Thursday, September 23, 2010

Fiction: Aren't They Wonderful? Don't They Feel Good?

Aren't They Wonderful? was the first of my stories to be published (1987). I think it's beautiful but I got nothing but grief from friends (I didn't have writing pals at the time) who found it dark. I understood--I've never wrote a story quite like this since--but also wondered if their insight, vision and understanding weren't limited. Not to mention empathy. You tell me.

. . . a band of angels, their small quivering wings rustling a whole new sound, jubilant and sane, singing music as spherical as a chant, lifted Sophie . . .

Aren't They Wonderful? Don't They Feel Good?


Sophie has something to say about strength but she weakens each time she writes the word. She thinks of past love.

An entry in her journal:

A sniff of light
a shimmer heard
behold a bolt
next savored sheen
palpable irradiation: illumination

And she’s satisfied life is good: hasn’t she written a poem? Then she looks. For something. To break.

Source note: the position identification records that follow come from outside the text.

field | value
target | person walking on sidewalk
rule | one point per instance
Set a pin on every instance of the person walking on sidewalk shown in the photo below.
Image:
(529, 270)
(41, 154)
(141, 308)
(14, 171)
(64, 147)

Knows she can’t do it. Bangs drawers. Cabinets. Looks for something to kick. Her foot busts space. She sees herself. Stops. There is no end. Tomorrow is coming. Now she’ll sleep.


Once Sophie and her mother Jane had been shopping. They’d been at it for a while; tension was clawing at their nerves. They were in a basement downtown, in a huge store, old and dark with smells. Sophie, 17, was not happy. Jane, 43, was not happy.

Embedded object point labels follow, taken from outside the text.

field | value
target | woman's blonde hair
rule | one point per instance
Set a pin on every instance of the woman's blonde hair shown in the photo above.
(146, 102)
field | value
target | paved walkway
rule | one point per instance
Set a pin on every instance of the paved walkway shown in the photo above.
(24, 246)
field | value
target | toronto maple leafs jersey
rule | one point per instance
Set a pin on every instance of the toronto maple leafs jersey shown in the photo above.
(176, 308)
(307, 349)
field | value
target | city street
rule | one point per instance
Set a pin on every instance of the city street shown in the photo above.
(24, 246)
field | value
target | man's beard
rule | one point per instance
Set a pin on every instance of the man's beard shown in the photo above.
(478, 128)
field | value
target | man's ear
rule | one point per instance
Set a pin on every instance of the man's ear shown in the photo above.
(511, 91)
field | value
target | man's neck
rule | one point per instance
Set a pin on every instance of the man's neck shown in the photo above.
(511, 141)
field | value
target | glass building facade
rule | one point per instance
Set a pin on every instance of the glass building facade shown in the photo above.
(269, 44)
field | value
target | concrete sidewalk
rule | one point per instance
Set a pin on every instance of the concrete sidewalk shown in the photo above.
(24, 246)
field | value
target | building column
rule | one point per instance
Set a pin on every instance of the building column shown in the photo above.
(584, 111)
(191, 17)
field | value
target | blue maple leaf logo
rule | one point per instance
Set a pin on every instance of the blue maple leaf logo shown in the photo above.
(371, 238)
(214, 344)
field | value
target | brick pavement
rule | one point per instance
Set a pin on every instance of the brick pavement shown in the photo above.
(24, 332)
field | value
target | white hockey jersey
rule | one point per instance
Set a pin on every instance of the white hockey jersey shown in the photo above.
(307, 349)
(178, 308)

‘Please buy this dress,’ Jane pleaded.

‘It’s ugly,’ Sophie said.

‘You look fine.’

‘I don’t want to look like this.’

‘Please.’ Jane suddenly dropped to her knees, looking as stylized as a madonna. ‘Please,’ pleading, ‘I’m begging you. I’m on my knees.’

Sophie became a frozen shrine.

They bought the dress or they didn’t. When Sophie thought back to the dressing room, she only remembered the dress was green. She only remembered her mother.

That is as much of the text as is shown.